Quant aux associations, elles peinent à aider les étrangères par manque de moyen pour pouvoir payer des interprètes. Avec ma perspective australienne, je suis à vrai dire choquée du fait que la France laisse reposer autant de poids sur les associations d'aide aux victimes sans fournir le financement nécessaire.
Par ailleurs, pour les survivantes, l'état de traumatisme s'ajoute à la barrière de la langue…
S.M. : A titre personnel, en tant qu’étrangère, on me raccroche encore parfois au nez à cause de mon accent et je ne suis pas en état de traumatisme. Imaginez le courage des victimes qui disent "j’ai besoin de soutien" et, au téléphone, on leur crie dessus parce qu’on ne les comprend pas. J'ai rencontré une directrice d'association d'aide aux victimes à qui j'ai posé la question : "Comment faites-vous lorsqu'une femme qui ne parle pas français vous contacte ?" Elle m'a répondu : "Mais Madame, elles vivent en France, elles doivent parler français !" C'est glaçant.
Quelles informations trouve-t-on sur Womenforwomenfrance.org ?

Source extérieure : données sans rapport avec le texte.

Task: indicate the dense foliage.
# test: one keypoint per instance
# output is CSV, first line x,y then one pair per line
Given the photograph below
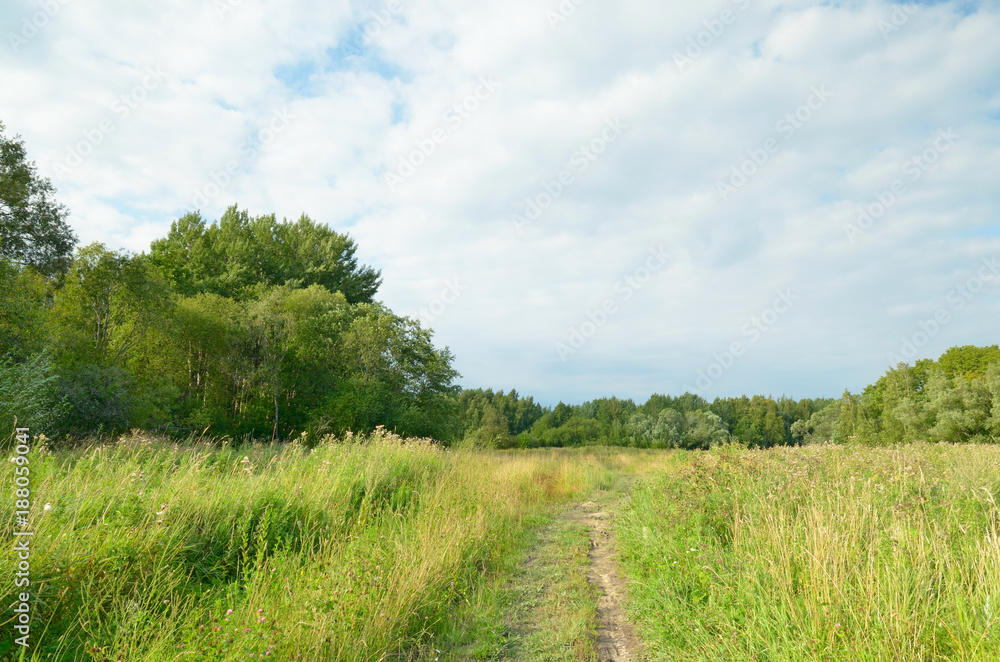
x,y
688,421
246,327
33,229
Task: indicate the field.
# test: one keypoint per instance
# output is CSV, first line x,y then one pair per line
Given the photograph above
x,y
377,549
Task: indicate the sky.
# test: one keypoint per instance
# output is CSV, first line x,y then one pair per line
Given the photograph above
x,y
582,198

S.M. : Avec notre équipe d'expertes très qualifiées et des survivantes qui ont exprimé leurs besoins, nous avons essayé de centraliser la somme d'informations la plus complète en matière de ressources et de connaissance des droits et des démarches à effectuer, qu'il s'agisse d'accès au logement, de procédure de divorce ou encore d'ordonnances de protection. De fait, ce site peut, je crois, aider beaucoup de Françaises également.
Notre but est d'être le plus concrètes possible et de ne pas enjoliver la réalité, en faisant part des dysfonctionnements structurels des services de police et justice français.
Comment avez-vous travaillé pour les traductions ?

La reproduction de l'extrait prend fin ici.